Il mercato degli ovini vale un miliardo

Dici Chèvre o Roquefort di capra il primo, di pecora il secondo e passi subito per un esperto di formaggi e in particolare di quelli francesi. Eppure, è l’Italia il primo produttore europeo di caci a base di latte di pecora (terzo per la produzione di latte ovino dietro Grecia e Spagna e al settimo posto per la produzione di carni ovicaprine). Con un valore della produzione di poco sotto il miliardo di euro, il comparto ovicaprino incide per poco più dell’1% sulla produzione agricola nazionale e per il 4,4% nella produzione zootecnica. «Questo ha denunciato ieri Massimiliano Giansanti, presidente di Confagricoltura, nel corso della Fiera Internazionale Zootecnica che chiude oggi a Cremona è un comparto dimenticato, dalla politica nazionale ed europea. Fuori dalla Sardegna quasi non si sa nemmeno cosa siano le pecore, ma per tante ragioni la pastorizia è attività economica fondamentale. Lo dico senza timore di smentita. Altri paesi, penso ad esempio all’Australia con la lana, hanno scommesso sul settore. Dobbiamo riportarlo al centro, parlando di latte, di carne e di lana».
LE ALTERNATIVE
Puntare sulla produzione e la lavorazione di lana è la chiave di svolta più innovativa per unire in un unico progetto agricoltura e moda, due ambiti riconosciuti dell’eccellenza italiana e simbolo dell’italian style nel mondo. Al di là dei numeri, il settore è un presidio essenziale per il mantenimento di intere comunità e a tutela delle campagne in aree spesso a rischio idrogeologico che altrimenti rischierebbero lo spopolamento totale.
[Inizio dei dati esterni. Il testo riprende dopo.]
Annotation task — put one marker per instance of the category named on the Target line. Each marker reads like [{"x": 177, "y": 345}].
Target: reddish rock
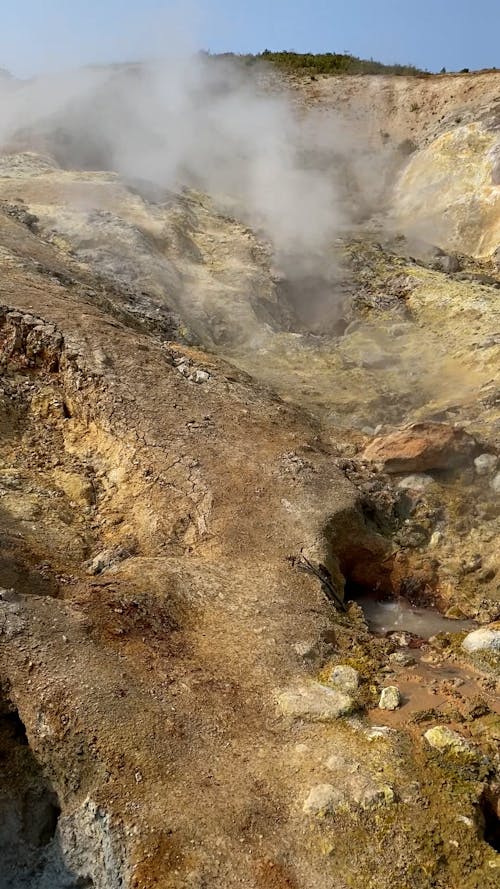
[{"x": 421, "y": 447}]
Non mancano ancora a proposito di connessioni tra mondi apparentemente lontani esperienze come quella annunciata la scorsa settimana a Pompei: 150 pecore – già definite eco pascolo- consentiranno in maniera ecosostenibile e senza alcuna spesa per l’amministrazione, il mantenimento all’interno dei parco archeologico delle superfici ancora non scavate, assicurando il contenimento delle malerbe e la concimazione naturale dei terreni. «A volte l’innovazione più grande è il ritorno alle nostre radici», ha spiegato il direttore del Parco archeologico, Gabriel Zuchtriegel. La Sardegna è la regione regina del settore con un giro d’affari di 572 milioni di euro, seguita da Toscana (300 milioni) e Lazio (87.138). Sicilia e Calabria sono le altre due aree maggiormente interessate. Nei 135.707 allevamenti al momento i capi sono 7,5 milioni di capi (400 mila in meno rispetto a cinque anni fa). La produzione di formaggi ovini italiani pesa il 31,9% del totale europeo (233 mila tonnellate), tant’è che i soli 18 formaggi ovicaprini dop e igp italiani sono la metà di tutti i formaggi europei di settore a marchio tutelato. In termini di fatturato il pecorino romano batte tutti. «Contiamo ha affermato ieri il presidente del consorzio del pecorino romano Gianni Maoddi – su 12.161 allevamenti tra Sardegna, Lazio e provincia di Grosseto e 44 trasformatori, con oltre 245 milioni di litri di latte conferiti e 1.167.584 di forme prodotte ogni anno. Il 66% della nostra produzione è esportata all’estero, con gli Stati Uniti che rappresentano il 70% del mercato, seguiti dall’Unione Europea con il 28%».
I RISULTATI
Lusinghieri anche i risultati del Pecorino Toscano, prodotto in Toscana, in due comuni dell’Umbria e in 11 nella parte nord del Lazio. Carlo Santarelli, presidente del consorzio sintetizza i dati: «I capi sono 250.000 e 19 caseifici che lavorano 40 milioni di litri di latte conferiti ogni anno. L’export estero aumenta. Abbiamo chiuso il 2021 con un ottimo +10%, con Stati Uniti e Germania principali destinazioni. La prossima frontiera sono i mercati asiatici». Non mancano i problemi. «Purtroppo afferma Angela Saba, responsabile del settore in Confagricoltura anche noi stiamo vivendo una difficile congiuntura a causa dell’aumento dei costi di produzione e delle quotazioni insoddisfacenti che, sebbene in aumento, non consentono di coprire i maggiori costi, soprattutto a causa dei rincari per mangimistica ed energia».